Dans une vidéo tournée dans cette riche couleur des années 1970, des joueurs chiliens sont montrés saluant la foule pendant la lecture de leur hymne national. Cependant, alors que le jeu démarre et que la caméra commence à reculer, des groupes de supporters s’affichent parmi des rangées de sièges vides.

Il n’y a pas non plus d’opposition.

Les joueurs chiliens avancent dans une moitié vide. Ils passent doucement le ballon entre eux avant, finalement, l’un d’eux cogne un tir dans un filet non gardé.
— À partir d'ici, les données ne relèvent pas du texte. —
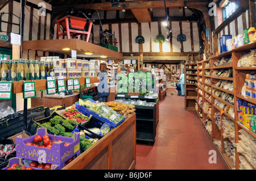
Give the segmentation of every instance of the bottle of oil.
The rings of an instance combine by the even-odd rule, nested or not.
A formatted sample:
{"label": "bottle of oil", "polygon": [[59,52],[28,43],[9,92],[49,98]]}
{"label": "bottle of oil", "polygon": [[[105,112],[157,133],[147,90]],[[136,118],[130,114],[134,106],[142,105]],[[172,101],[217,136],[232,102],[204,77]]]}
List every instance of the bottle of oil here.
{"label": "bottle of oil", "polygon": [[49,62],[49,71],[48,77],[54,77],[54,68],[53,68],[53,61]]}

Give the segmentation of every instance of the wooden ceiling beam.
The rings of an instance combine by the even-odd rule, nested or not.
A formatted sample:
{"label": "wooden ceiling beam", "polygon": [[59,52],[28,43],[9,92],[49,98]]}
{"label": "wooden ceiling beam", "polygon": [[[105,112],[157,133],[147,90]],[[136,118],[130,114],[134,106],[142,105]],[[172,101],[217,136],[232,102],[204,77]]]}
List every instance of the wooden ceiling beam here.
{"label": "wooden ceiling beam", "polygon": [[[208,1],[191,1],[187,2],[187,6],[207,6],[209,3]],[[156,8],[164,8],[164,1],[135,1],[135,2],[119,2],[119,7],[112,7],[112,3],[110,2],[106,2],[102,3],[97,3],[94,4],[84,4],[84,5],[74,5],[72,6],[55,6],[52,7],[53,11],[64,10],[70,8],[72,6],[73,8],[76,10],[94,10],[98,11],[105,10],[118,10],[122,9],[122,5],[125,4],[126,10],[132,10],[136,9],[156,9]],[[183,0],[173,0],[166,1],[167,7],[184,7]]]}
{"label": "wooden ceiling beam", "polygon": [[151,22],[151,16],[147,9],[132,9],[131,11],[139,23]]}

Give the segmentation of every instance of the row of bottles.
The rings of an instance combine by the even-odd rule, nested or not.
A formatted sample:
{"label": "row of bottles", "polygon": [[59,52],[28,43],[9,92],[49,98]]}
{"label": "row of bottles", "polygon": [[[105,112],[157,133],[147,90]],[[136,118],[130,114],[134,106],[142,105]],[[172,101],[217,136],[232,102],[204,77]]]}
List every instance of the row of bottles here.
{"label": "row of bottles", "polygon": [[1,60],[0,70],[2,81],[45,79],[54,76],[53,62],[48,65],[37,60]]}

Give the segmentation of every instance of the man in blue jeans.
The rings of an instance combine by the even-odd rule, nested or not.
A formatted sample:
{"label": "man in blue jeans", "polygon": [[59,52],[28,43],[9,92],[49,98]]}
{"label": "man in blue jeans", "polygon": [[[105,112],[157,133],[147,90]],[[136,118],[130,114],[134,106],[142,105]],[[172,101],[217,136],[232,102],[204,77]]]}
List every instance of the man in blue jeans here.
{"label": "man in blue jeans", "polygon": [[97,86],[97,95],[98,100],[101,103],[106,103],[109,99],[109,91],[108,83],[108,74],[105,73],[100,73],[98,74],[101,82]]}
{"label": "man in blue jeans", "polygon": [[182,74],[180,77],[180,87],[181,89],[181,96],[185,95],[185,75]]}

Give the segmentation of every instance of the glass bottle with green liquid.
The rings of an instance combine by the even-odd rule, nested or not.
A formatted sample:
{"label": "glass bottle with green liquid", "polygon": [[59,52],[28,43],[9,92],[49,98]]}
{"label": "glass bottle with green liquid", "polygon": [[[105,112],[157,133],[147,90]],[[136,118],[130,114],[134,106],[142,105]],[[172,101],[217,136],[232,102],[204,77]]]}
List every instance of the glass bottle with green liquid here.
{"label": "glass bottle with green liquid", "polygon": [[11,81],[17,81],[17,64],[18,60],[13,60],[11,69]]}
{"label": "glass bottle with green liquid", "polygon": [[30,60],[29,66],[28,66],[28,74],[29,74],[29,79],[34,80],[35,79],[35,70],[34,68],[34,60]]}

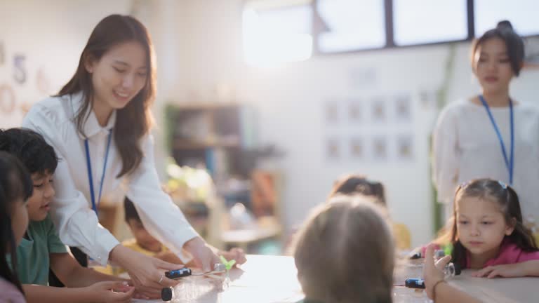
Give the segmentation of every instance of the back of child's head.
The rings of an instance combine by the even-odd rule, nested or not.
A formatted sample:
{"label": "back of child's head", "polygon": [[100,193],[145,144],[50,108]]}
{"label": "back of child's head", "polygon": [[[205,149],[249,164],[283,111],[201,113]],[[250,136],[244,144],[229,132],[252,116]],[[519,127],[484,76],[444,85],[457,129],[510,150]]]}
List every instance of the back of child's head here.
{"label": "back of child's head", "polygon": [[[11,217],[15,203],[28,199],[32,190],[32,179],[20,161],[6,152],[0,152],[0,274],[3,278],[15,284],[21,292],[22,288],[14,274],[17,264],[15,253],[17,239],[12,227]],[[7,255],[11,256],[11,268],[6,259]]]}
{"label": "back of child's head", "polygon": [[137,212],[137,209],[135,208],[135,205],[128,197],[126,197],[124,199],[124,213],[126,223],[128,224],[130,219],[142,222],[140,220],[140,217],[138,215],[138,212]]}
{"label": "back of child's head", "polygon": [[359,194],[376,198],[380,203],[385,205],[384,185],[378,181],[367,179],[359,175],[348,175],[335,182],[329,197],[338,194]]}
{"label": "back of child's head", "polygon": [[394,267],[382,208],[340,196],[314,210],[295,239],[298,276],[307,298],[326,303],[390,302]]}
{"label": "back of child's head", "polygon": [[538,250],[531,234],[522,220],[520,202],[517,192],[505,183],[491,179],[477,179],[463,183],[455,193],[453,227],[451,241],[453,245],[453,262],[463,264],[465,258],[465,248],[458,241],[457,230],[459,203],[465,198],[474,198],[493,203],[503,215],[505,223],[514,227],[512,233],[505,236],[512,243],[525,251]]}
{"label": "back of child's head", "polygon": [[53,174],[58,164],[54,148],[27,128],[0,130],[0,151],[15,156],[31,174]]}
{"label": "back of child's head", "polygon": [[474,40],[472,43],[472,63],[474,65],[475,53],[477,49],[485,41],[491,39],[500,39],[505,43],[507,50],[507,57],[511,64],[511,69],[515,76],[518,76],[522,68],[524,60],[524,41],[522,38],[513,29],[511,22],[507,20],[500,21],[495,28],[486,31],[479,38]]}

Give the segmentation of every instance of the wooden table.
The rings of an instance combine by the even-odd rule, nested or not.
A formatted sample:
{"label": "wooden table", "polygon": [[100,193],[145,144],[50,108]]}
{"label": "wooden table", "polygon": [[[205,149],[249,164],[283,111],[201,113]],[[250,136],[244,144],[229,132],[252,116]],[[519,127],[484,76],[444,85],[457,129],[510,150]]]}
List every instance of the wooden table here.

L’arbitre attribue le but, revient vers la ligne médiane et le jeu se termine.

C’est le genre d’anomalie qui se produit lors d’un match amical, mais c’était en fait le match retour d’un match de qualification intercontinental pour la Coupe du monde 1974. Deux mois auparavant, en septembre 1973, le Chili avait tenu l’Union soviétique à égalité à Moscou devant 50 000 personnes. C’était une source d’embarras national pour les Soviétiques, qui avaient espéré une victoire facile sur le sol national, mais ils ont refusé de participer au match retour et ont renoncé à leur place en Allemagne de l’Ouest dans le processus.
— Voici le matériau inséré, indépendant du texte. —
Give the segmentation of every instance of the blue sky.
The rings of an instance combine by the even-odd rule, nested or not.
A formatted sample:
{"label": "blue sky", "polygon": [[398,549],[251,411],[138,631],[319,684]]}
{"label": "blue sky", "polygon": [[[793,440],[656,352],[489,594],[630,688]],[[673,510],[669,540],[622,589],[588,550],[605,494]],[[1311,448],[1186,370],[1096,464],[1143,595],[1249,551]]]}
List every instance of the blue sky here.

Ce n’était pas l’opposition à laquelle ils s’opposaient, mais le lieu. Le match de retour devait avoir lieu à Estadio Nacional, le stade national du Chili à Santiago, et pendant les deux mois précédents, il avait été utilisé comme prison pour quelque 40 000 personnes.

Ses couloirs souterrains avaient cependant des secrets plus sombres et plus terrifiants. Les hommes d’Augusto Pinochet torturaient et exécutaient leurs opposants politiques, essayant d’éliminer toute personne fidèle au président déchu et décédé Salvador Allende ou qui pourrait constituer une menace pour le nouveau régime militaire.

On ne sait pas vraiment si Allende s’est suicidé. Ce que l’on sait, c’est que le coup d’État de l’armée atteignant son paroxysme sanglant et les forces de Pinochet à l’intérieur du palais présidentiel, il a parlé en direct à la nation à la radio une dernière fois.

«Travailleurs de mon pays, j’ai confiance dans le Chili et son destin. D’autres hommes vont surmonter ce moment sombre et amer où la trahison cherche à prévaloir. Gardez à l’esprit que, bien plus tôt que tard, les grandes avenues seront à nouveau ouvertes par lesquelles passeront des hommes libres pour construire une société meilleure. Vive le Chili! Vive le peuple! Vive les travailleurs! »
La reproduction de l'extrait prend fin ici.